Your entry into the Styx world is interesting because you had an established solo career and Styx was a well-established band when you joined. But, pretty much from the beginning, you were part of the writing process, just full-in. That doesn’t always happen with a new member, even one who has a track record like you did.

Really, everything you could bring to the band was on the table right off the bat, everything that anyone can offer or at least throw out there and withstand the criticism that comes with it. Sometimes you have to push a little bit because everyone has their own camera angle of what’s going on.
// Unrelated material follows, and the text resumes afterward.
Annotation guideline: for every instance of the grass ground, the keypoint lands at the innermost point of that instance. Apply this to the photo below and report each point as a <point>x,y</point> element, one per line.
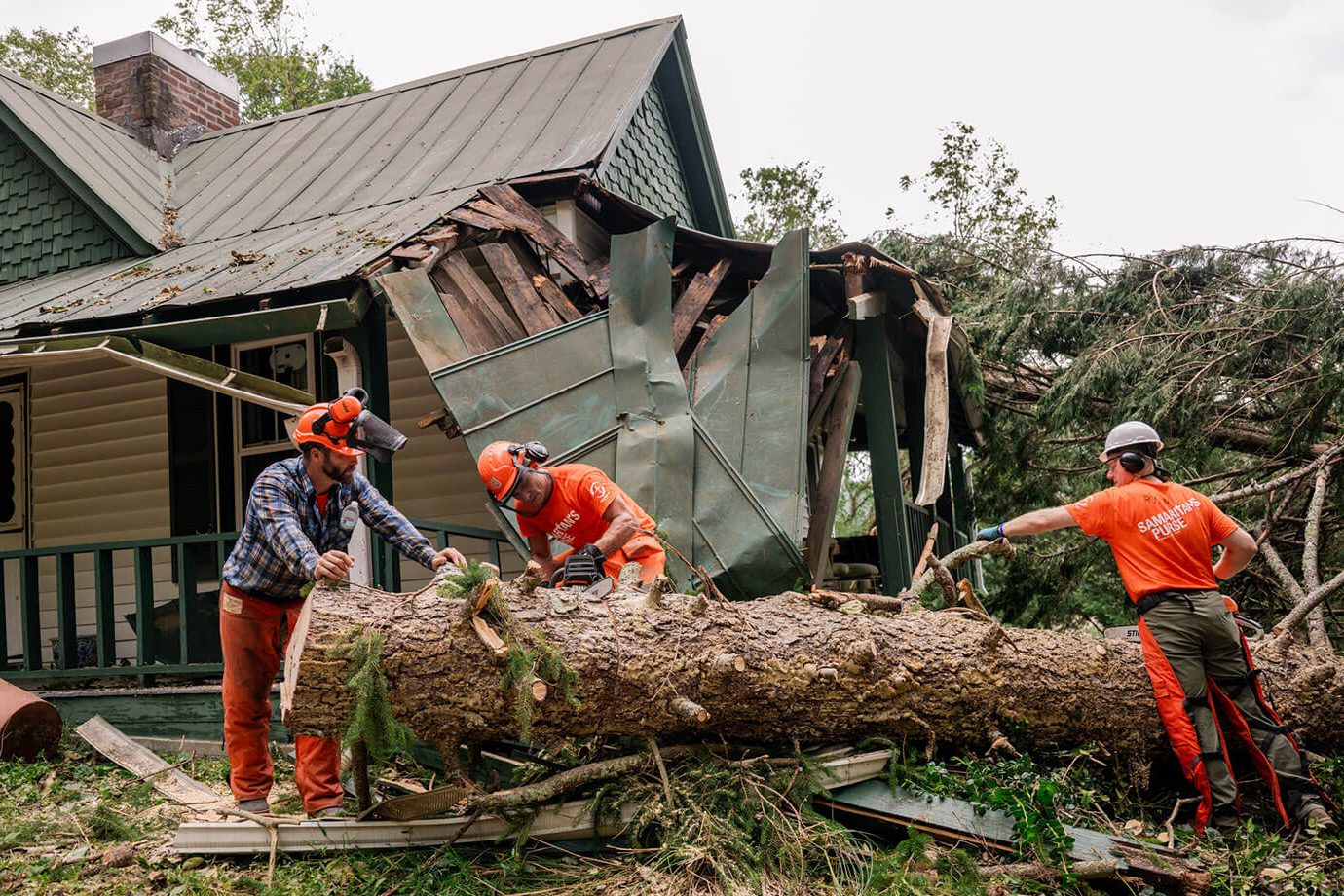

So there’s a moment when you can suddenly say, “What about this idea?” That’s always been part of it, everything we do, from the live aspect to how we make coffee on the bus. Every little thing you can offer is open, that’s part of the band. Having said that, having such great writers in the band, you could sit back and … not write. But we all want to take a swing at that tree.

Are you a big Beatles guy? Have you heard the new “Let It Be” box set?

If there’s a bigger Beatles guy on earth, I haven’t met him. Well, I’ve met Ringo. I think he’s a bigger Beatles guy. I think he’s a bigger fan at this point. But I haven’t heard it yet. I can’t wait to hear it properly. I’m so happy that they’re doing this Peter Jackson film. It seems to show a completely different side of what happened during “Let It Be.”

I made my second solo album in John Lennon’s old house, Tittenhurst Park. Ringo was living there at the time. It’s the house where John made “Imagine.” Ringo would come by … often make great supportive comments. The story of the Beatles is so central to so many lives. That story and those songs, they’re woven into the fabric of our time on earth.